The superior court judge who heard the respective motions to confirm or vacate stated she thought the question was one of first impression, but when she stated she was leaning our way, we were able to settle the case for a modest sum. A subsequent appellate decision in another matter, which was considered to be a “landmark” decision, validated that we were indeed correct–that the doctrine of non-recoverability due to lack of a required contractor’s license supported by such strong public policy tenants that the issue is one that could trump the strong policy favoring finality of arbitration awards.
One court of appeal decision issued shortly after Moncharsh opined that an arbitrator who engages in a completely irrational construction of the terms of the contract could be overturned. The rationale is that the arbitrator obtains his power to decide the dispute from the parties’ contract, therefore he should have to follow the terms of the contract which gave him that power in the first place. The California Supreme Court has commented repeatedly on this case without stating whether it did or did not approve of that “completely irrational construction” criteria. Mr. Kirkman’s case, discussed below, will likely test the limits of this exception.
Details
The financial industry’s standardized Interest Rate Master Agreement (“IRMA”) for interest rate “swap” contracts required the bank to obtain three independent third party quotes for the fees such institutions would charge for “early termination” of a swap contract as a condition precedent to the lender’s ability to charge any early termination fee. We discovered the lender had not obtained any third party quotes in our case—rather, the bank had simply made its own “internal” determination of the fee it thought would be appropriate, based on “market” data. The bank’s own Swap Desk Manager testified that Wells didn’t have to obtain the third party quotes because it was the borrower, not the bank, who wanted the early termination. This manager attempted to justify Wells’ conduct by stating that it was the bank’s “standard policy” to notseek third party quotes when the borrower “voluntarily” requested early termination. We contend the “voluntary” nature of the borrower’s request for early termination is irrelevant simply because the IRMA contract expressly contemplates early repayment, which necessarily contemplates “voluntary” action on the part of the borrower, as one of the only two events (early termination or borrower default) which allows the bank to charge an early termination fee.

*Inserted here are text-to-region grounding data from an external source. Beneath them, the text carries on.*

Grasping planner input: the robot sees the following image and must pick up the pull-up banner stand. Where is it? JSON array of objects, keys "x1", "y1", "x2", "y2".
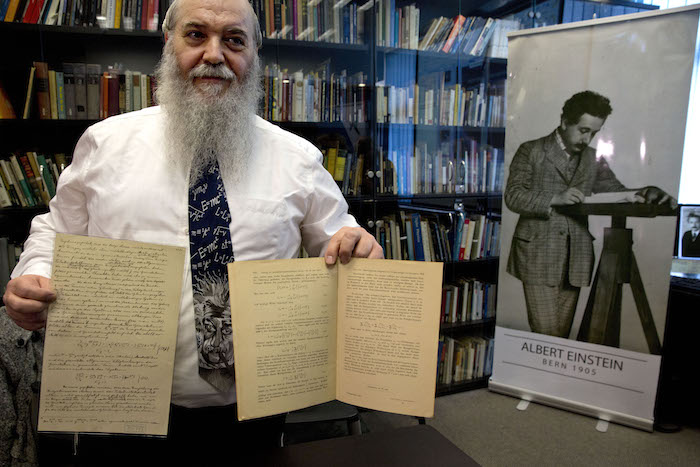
[{"x1": 489, "y1": 6, "x2": 700, "y2": 431}]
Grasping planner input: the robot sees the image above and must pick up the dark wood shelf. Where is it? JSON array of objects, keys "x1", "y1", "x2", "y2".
[
  {"x1": 440, "y1": 318, "x2": 496, "y2": 336},
  {"x1": 435, "y1": 375, "x2": 491, "y2": 397},
  {"x1": 376, "y1": 46, "x2": 506, "y2": 68},
  {"x1": 0, "y1": 22, "x2": 163, "y2": 40},
  {"x1": 0, "y1": 119, "x2": 97, "y2": 153},
  {"x1": 262, "y1": 38, "x2": 369, "y2": 54},
  {"x1": 270, "y1": 120, "x2": 369, "y2": 131},
  {"x1": 0, "y1": 206, "x2": 49, "y2": 217},
  {"x1": 377, "y1": 122, "x2": 506, "y2": 136},
  {"x1": 377, "y1": 191, "x2": 502, "y2": 203}
]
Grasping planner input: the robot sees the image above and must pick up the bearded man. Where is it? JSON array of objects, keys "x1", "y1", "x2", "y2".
[{"x1": 4, "y1": 0, "x2": 382, "y2": 463}]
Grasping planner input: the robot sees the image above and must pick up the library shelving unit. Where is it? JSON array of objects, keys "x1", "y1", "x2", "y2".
[{"x1": 8, "y1": 0, "x2": 644, "y2": 394}]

Unfortunately for our client, he had agreed to binding arbitration. In granting summary adjudication of our clients’ breach of contract claim against the bank, our arbitration panel held that the bank’s obligation to obtain the third party quotes was somehow excused because it was the “borrower” and not the bank who had sought the early termination. On hearing the parties’ respective motions to confirm or vacate, our superior court judge, who was undoubtedly feeling constrained by the Supreme Court’s Moncharsh decision, ruled that the arbitrator’s interpretation of the swap contract was at least “plausible”, and that the award therefor had to be confirmed. We believe that our Third District’s upcoming decision on our appeal will be a blockbuster on arbitration law. Here’s why: In Pacific Gas & Electric Co. v. Superior Court (1993) 15 Cal. App. 4th 576, 591, (“PG&E”), in a case that was decided shortly after Moncharsh was published, our Third District Court of Appeal suggested that despite Moncharsh an arbitration award might still be subject to review and vacature by the superior court if the arbitrator’s interpretation of the contract was so “completely irrational as to amount to an arbitrary remaking of the contract”. [The Court did say that if the arbitrator’s decision was, due to some contract “ambiguity” within some “reasonable” realm of interpretation of the contract terms, that it should not be overturned]. Our Supreme Court has repeatedly observed the Third District’s “completely irrational” exception mentioned above, without expressly stating whether it would or would not approve of vacature of an award on such grounds. We believe that our case will trigger application of the Third District’s criteria in PG&E and require reversal of the Superior Court’s decision to confirm the award.
If the award is ultimately ordered to be vacated by our Third District Court of Appeal as we predict, it will be a blockbuster in that it will test the “completely irrational” threshold. If we win our case will also establish that Wells Fargo’s standard “policy” to habitually breach its own contract whenever the borrower sought early termination due to falling interest is actionable. As Wells’ attorney told the court at the hearing on the motions to confirm or vacate the award, “If Mr. Kirkman is right” [about the reach of the PG&E Court’s “completely irrational” exception], “everyone will be in here attacking arbitration awards.” We suspect that Wells Fargo is probably not the only lender that’s been habitually breaching this industry wide swap contact condition precedent on the same basis, and that the Third Districts’ decision may become a blockbuster which opens the door to more successful attacks on swap contract in the US.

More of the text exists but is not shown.